What is stored in a kubernetes job and how do I check resource use of old job(s)?

This morning I learned about the (unfortunate) default in kubernetes of all previously run cronjobs' jobs instances being retained in the cluster. Mea culpa for not reading that detail in the documentation. I also notice that deleting jobs (kubectl delete job [<foo> or --all]) takes quite a long time. Further, I noticed that even a reasonably provisioned kubernetes cluster with three large nodes appears to fail (get timeouts of all sorts when trying to use kubectl) when there are just ~750 such old jobs in the system (plus some other active containers that otherwise had not entailed heavy load) [Correction: there were also ~7k pods associated with those old jobs that were also retained :-o]. (I did learn about the configuration settings to limit/avoid storing old jobs from cronjobs, so this won't be a problem [for me] in the future.)
So, since I couldn't find documentation for kubernetes about this, my (related) questions are:
what exactly is stored when kubernetes retains old jobs? (Presumably it's the associated pod's logs and some metadata, but this doesn't explain why they seemed to place such a load on the cluster.)
is there a way to see the resources (disk only, I assume, but maybe
there is some other resource) that individual or collective old jobs
are using?
why does deleting a kubernetes job take on the order of a minute?
I don't know if k8s provides that kinda details of what job is consuming how much disk space but here is something you can try.

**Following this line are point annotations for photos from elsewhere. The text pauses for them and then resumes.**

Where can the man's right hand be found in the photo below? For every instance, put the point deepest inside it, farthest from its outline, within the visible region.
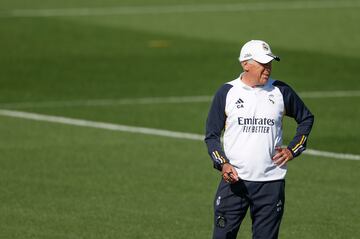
(229, 173)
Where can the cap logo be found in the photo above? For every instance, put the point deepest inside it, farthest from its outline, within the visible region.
(265, 47)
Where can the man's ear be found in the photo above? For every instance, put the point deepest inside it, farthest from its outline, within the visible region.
(245, 66)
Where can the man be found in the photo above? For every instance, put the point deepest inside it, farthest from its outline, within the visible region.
(249, 112)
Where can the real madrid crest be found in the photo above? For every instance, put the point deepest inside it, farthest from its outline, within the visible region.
(265, 47)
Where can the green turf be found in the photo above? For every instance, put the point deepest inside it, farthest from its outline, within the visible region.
(71, 182)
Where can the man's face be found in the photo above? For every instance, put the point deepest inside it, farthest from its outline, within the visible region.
(259, 72)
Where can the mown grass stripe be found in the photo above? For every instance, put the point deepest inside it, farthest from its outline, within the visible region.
(190, 8)
(143, 130)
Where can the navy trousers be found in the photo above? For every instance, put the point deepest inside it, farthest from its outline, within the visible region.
(265, 199)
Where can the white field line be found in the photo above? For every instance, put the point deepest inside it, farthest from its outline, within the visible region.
(157, 100)
(190, 8)
(143, 130)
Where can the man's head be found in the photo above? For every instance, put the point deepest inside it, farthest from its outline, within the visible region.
(257, 50)
(256, 58)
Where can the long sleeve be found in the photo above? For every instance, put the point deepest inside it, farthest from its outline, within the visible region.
(296, 109)
(215, 124)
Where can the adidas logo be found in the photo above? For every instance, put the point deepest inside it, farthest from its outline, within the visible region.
(239, 103)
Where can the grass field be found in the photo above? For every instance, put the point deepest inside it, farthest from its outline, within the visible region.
(63, 181)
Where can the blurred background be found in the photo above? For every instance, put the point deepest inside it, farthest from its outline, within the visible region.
(156, 64)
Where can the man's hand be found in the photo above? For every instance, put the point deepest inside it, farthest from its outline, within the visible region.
(229, 173)
(282, 156)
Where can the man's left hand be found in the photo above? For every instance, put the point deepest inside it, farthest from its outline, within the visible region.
(282, 156)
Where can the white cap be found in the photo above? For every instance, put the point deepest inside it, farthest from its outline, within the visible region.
(257, 50)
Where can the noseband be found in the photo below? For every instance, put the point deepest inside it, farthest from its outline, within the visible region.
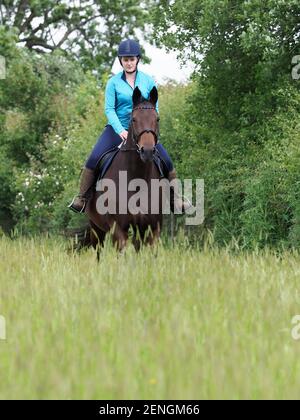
(136, 136)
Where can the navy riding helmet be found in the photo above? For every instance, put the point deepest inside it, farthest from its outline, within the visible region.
(129, 48)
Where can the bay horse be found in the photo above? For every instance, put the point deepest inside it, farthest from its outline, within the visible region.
(134, 161)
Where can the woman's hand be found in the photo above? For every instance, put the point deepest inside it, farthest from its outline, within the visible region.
(124, 134)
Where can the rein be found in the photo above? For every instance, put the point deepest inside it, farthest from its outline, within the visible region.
(135, 137)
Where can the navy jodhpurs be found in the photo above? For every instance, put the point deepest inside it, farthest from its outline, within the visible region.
(109, 139)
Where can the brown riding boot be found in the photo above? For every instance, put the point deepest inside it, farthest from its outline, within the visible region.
(176, 201)
(86, 182)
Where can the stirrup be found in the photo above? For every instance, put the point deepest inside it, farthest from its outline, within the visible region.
(75, 209)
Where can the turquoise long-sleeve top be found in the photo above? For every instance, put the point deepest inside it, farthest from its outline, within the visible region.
(118, 98)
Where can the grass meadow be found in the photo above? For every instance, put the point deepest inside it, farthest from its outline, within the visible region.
(182, 324)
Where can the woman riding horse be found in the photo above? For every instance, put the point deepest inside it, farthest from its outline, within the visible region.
(118, 108)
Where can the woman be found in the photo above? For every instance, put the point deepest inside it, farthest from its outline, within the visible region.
(118, 107)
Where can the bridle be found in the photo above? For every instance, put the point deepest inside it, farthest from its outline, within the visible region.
(136, 136)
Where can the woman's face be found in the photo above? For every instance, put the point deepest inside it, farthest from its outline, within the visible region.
(129, 63)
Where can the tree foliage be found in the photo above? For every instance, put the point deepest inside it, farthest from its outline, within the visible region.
(88, 30)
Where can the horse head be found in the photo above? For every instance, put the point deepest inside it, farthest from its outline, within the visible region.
(144, 125)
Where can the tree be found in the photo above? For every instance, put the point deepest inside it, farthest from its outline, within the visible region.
(88, 30)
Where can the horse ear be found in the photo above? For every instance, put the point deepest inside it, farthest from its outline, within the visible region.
(153, 96)
(136, 97)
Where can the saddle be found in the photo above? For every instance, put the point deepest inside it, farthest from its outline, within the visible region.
(107, 158)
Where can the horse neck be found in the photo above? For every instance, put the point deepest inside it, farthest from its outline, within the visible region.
(136, 168)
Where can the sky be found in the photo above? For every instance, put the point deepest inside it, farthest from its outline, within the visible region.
(164, 65)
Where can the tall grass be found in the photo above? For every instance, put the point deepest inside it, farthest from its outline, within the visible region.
(180, 324)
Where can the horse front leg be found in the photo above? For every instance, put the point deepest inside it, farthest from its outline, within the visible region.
(119, 237)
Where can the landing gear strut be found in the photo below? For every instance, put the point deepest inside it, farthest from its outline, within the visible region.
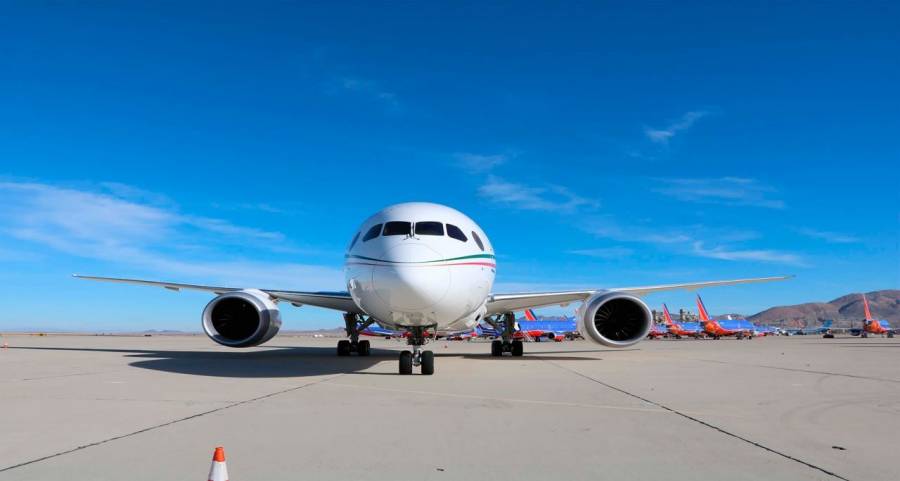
(418, 357)
(353, 324)
(508, 344)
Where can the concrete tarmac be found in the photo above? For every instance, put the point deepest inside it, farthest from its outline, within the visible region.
(153, 408)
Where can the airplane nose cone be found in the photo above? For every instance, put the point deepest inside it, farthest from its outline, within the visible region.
(415, 280)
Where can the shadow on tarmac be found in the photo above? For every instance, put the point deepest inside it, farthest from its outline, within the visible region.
(278, 362)
(267, 363)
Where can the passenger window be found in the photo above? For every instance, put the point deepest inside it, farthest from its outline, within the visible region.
(353, 242)
(373, 232)
(397, 228)
(429, 228)
(456, 233)
(477, 240)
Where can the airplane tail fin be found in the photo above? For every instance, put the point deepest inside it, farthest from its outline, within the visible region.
(666, 316)
(866, 308)
(701, 310)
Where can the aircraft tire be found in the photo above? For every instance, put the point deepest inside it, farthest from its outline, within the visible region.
(496, 348)
(405, 362)
(427, 363)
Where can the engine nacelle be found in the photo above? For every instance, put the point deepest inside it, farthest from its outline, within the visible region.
(614, 319)
(241, 318)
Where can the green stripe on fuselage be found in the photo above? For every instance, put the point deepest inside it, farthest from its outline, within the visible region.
(473, 256)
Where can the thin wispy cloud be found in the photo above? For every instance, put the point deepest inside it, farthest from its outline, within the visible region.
(479, 163)
(735, 191)
(549, 197)
(101, 226)
(609, 228)
(762, 255)
(604, 252)
(676, 241)
(665, 134)
(827, 236)
(369, 89)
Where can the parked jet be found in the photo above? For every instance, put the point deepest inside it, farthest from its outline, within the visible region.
(684, 329)
(420, 268)
(872, 326)
(717, 329)
(805, 331)
(658, 330)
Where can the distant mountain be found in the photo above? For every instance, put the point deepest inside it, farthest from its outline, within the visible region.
(843, 310)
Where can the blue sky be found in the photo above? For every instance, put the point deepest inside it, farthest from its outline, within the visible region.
(602, 145)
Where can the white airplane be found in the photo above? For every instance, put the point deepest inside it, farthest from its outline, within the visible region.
(422, 268)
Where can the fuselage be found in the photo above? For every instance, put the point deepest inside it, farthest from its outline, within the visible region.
(421, 264)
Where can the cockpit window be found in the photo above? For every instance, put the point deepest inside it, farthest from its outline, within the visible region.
(397, 228)
(456, 233)
(477, 240)
(429, 228)
(353, 242)
(373, 232)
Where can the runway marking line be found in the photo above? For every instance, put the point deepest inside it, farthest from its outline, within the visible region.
(511, 400)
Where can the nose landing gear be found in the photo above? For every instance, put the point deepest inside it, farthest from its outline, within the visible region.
(418, 357)
(508, 344)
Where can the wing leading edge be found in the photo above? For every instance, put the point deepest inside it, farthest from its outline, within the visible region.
(340, 301)
(499, 303)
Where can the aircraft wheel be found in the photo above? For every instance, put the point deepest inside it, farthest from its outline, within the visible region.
(343, 347)
(405, 362)
(427, 363)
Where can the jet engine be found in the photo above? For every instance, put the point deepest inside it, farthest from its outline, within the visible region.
(614, 319)
(241, 318)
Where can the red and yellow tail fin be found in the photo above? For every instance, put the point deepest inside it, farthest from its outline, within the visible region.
(666, 317)
(866, 308)
(701, 310)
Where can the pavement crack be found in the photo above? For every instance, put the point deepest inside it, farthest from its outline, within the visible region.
(168, 423)
(794, 369)
(701, 422)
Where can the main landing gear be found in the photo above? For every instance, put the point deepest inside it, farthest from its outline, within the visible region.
(508, 344)
(418, 357)
(353, 324)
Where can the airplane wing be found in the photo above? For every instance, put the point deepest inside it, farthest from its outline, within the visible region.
(499, 303)
(340, 301)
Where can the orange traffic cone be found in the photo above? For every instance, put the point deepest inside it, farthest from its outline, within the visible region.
(218, 471)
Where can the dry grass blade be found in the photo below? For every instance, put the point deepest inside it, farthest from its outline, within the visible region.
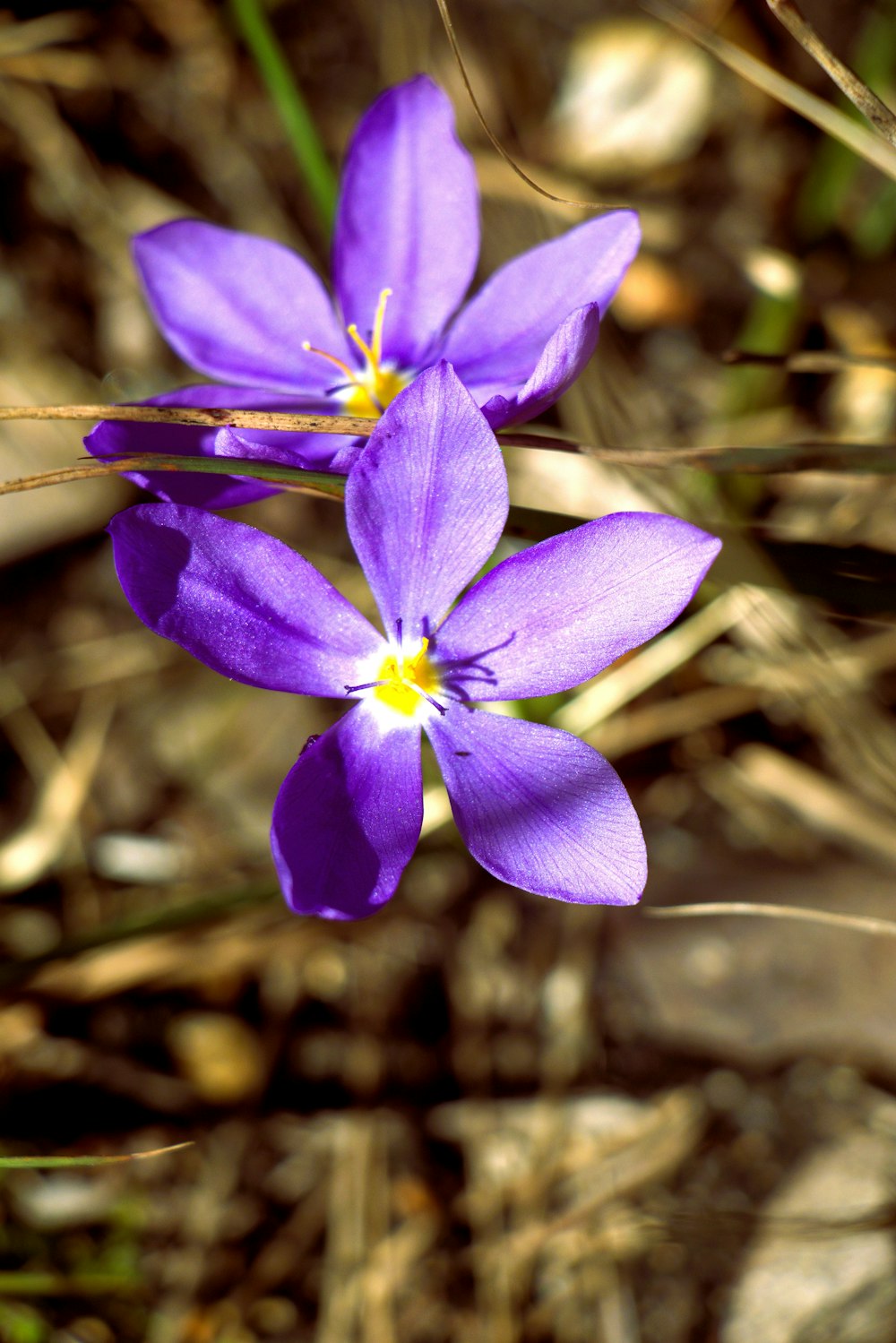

Try to find the pods associated with the job:
kubectl get pods --selector=job-name=<job name> --output=jsonpath={.items..metadata.name}
Once you know the pod then find the docker container associated with it:
kubectl describe pod <pod name>
In the above output look for Node & Container ID. Now go on that node and in that node goto path /var/lib/docker/containers/<container id found above> here you can do some investigation to find out what is wrong.